Cases are reported all over the world; highest incidence is found in Caucasians and lowest in African Americans in North America.

Morbidity/periop complications increase with abnormal renal function and neurologic/pulm/cardiovascular involvement/emergency surgery.

Problems of concurrent supportive medications (NSAIDs, immunosuppressants, steroids, ACE inhibitors) that the pt may be taking

Hypoproteinemia due to proteinuria if renal involvement

Anemia due to hematuria if renal involvement and GI bleeding

Fluid and lyte imbalance due to N/V and renal involvement

HSP is an acute, self-limiting, autoimmune, small vessel childhood vasculitis commonly affecting those of the dermis, bowel wall, and rarely the ureter, myocardium, adrenals, brain, and lungs. Glomerular mesangial hypercellularity with endocapillary proliferation occurs commonly.
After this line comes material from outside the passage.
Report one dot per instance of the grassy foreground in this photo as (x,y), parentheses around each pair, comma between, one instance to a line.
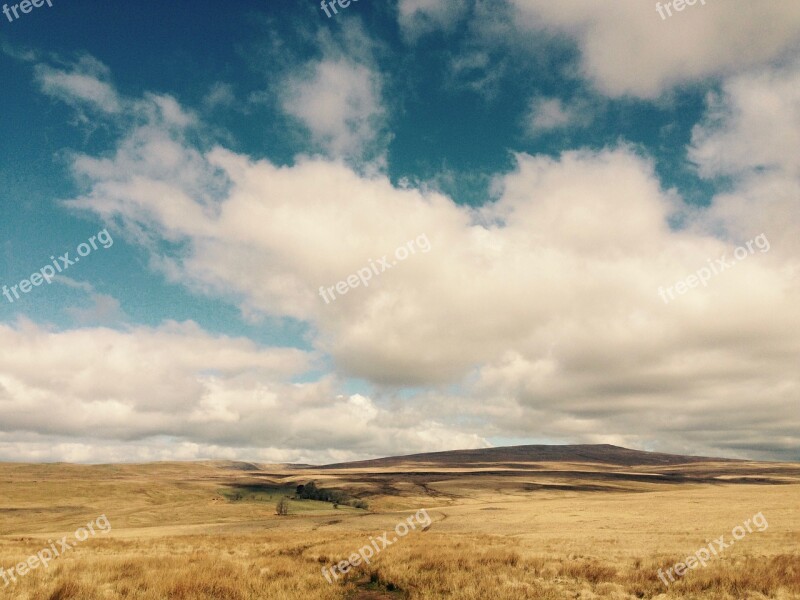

It begins commonly with a nonthrombocytopenic purpuric rash. Arthritis or arthralgia is present in three-quarters of children and approximately 61% adults. GI symptoms occur in up to 85% of children and 48% of adults. Renal involvement is seen in 20–55% of children and approximately 32% of adults. GN is seen in a third of cases and may manifest as isolated hematuria, hypertension, or nephritic/nephrotic syndrome. 1–5% of children and 50% of adults with renal involvement progress to ESRD. Renal failure is the most common cause of death. The disease usually runs its entire course in 4 wk, and many children have no permanent sequelae. Renal symptoms can develop up to 3 mo after initial presentation. The course is complicated in adults.

HSP is a clinical Dx, and none of the laboratory features are pathognomonic. Palpable purpura plus at least one feature like diffuse abdominal pain/IgA deposition in any biopsy/arthritis/renal involvement suggests the Dx.